Atlanta teen's gift-giving chain continues to change lives
ATLANTA - Sarah Mulligan thinks she has come to Atlanta's Steve Hightower Salon and Day Spa for a story about wigs, but 9-year old Kailyn Croxall has a surprise up her sleeve.
"It feels really, really good, because I'm really kind, and I love to be kind to people," Kailyn Croxall says.
Because Kailyn knows what it's like to be sick, she's a survivor of Ewing's sarcoma.
"When I was 7 and a half, basically, I had cancer," Croxall says. "And I would fight the nurses, a lot."
During Kailyn's cancer ordeal, Team Summer surprised her with a wonderfully impractical trampoline.
Now, Kailyn is surprising Sarah with a spa day on her 21st birthday.
"It is definitely really cool; I was not expecting it at all," Sarah Mulligan says.
Mulligan in the 100th recipient in a chain of gift-giving, from one young cancer patient to another, begun 5 years ago by a then 15-year old Summer Dale.

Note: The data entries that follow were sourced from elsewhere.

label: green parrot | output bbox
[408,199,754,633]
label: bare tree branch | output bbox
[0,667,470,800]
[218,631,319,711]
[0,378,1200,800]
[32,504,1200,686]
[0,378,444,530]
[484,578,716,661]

"A kid who has gotten a gift will call us up and say, 'Hey I just met a kid in the hospital, and I really want to give a gift," Summer's mother Lynne Dale explains. "Then, we go to work."
Battling a rare soft tissue cancer, Summer Dale began surprising other kids with cancer with a gift they really wanted, to make their treatment easier.
Then, she asked each new gift recipient find another young cancer patient to help.
"It gives them a purpose when they go in the hospital," Lynne Dale says. "They're not thinking about how all these drugs are going to poison them. They're looking around like, 'Hey, is there a kid out here I can help.'"
Sarah Mulligan needed a break from 7 months of non-stop treatment, with no end in sight.
She was diagnosed last August after complaining of leg pain.
"We get a phone call from our youngest, saying, 'Mom and Dad, you need to come home. Sarah is crying and cannot stop crying,'" Marian Mulligan, her mother, remembers.
It was Ewing's sarcoma, bone cancer.
"I walked up to her room and I hugged her, and I kissed her, and she knew," her mother says. "She knew without a word what had happened, and what it was."
So, coming in for a day of pampering feels like a treat.
"With everything that's been going on, this is the first time in a while that a birthday has been really exciting, and something to look forward to," Sarah Mulligan says.
Summer Dale has been gone 5 and a half, but her dream is very much alive.
Friends recently dyed their hair purple, hoping to raise $25,000 for Team Summer.
Instead, they netted $43,000.
At a surprise birthday party after her spa day, Sarah Mulligan isn't thinking about her cancer or the chemo scheduled for the next morning.
She's sipping her first legal drink, a daiquiri, enjoying the moment, for the gift it is.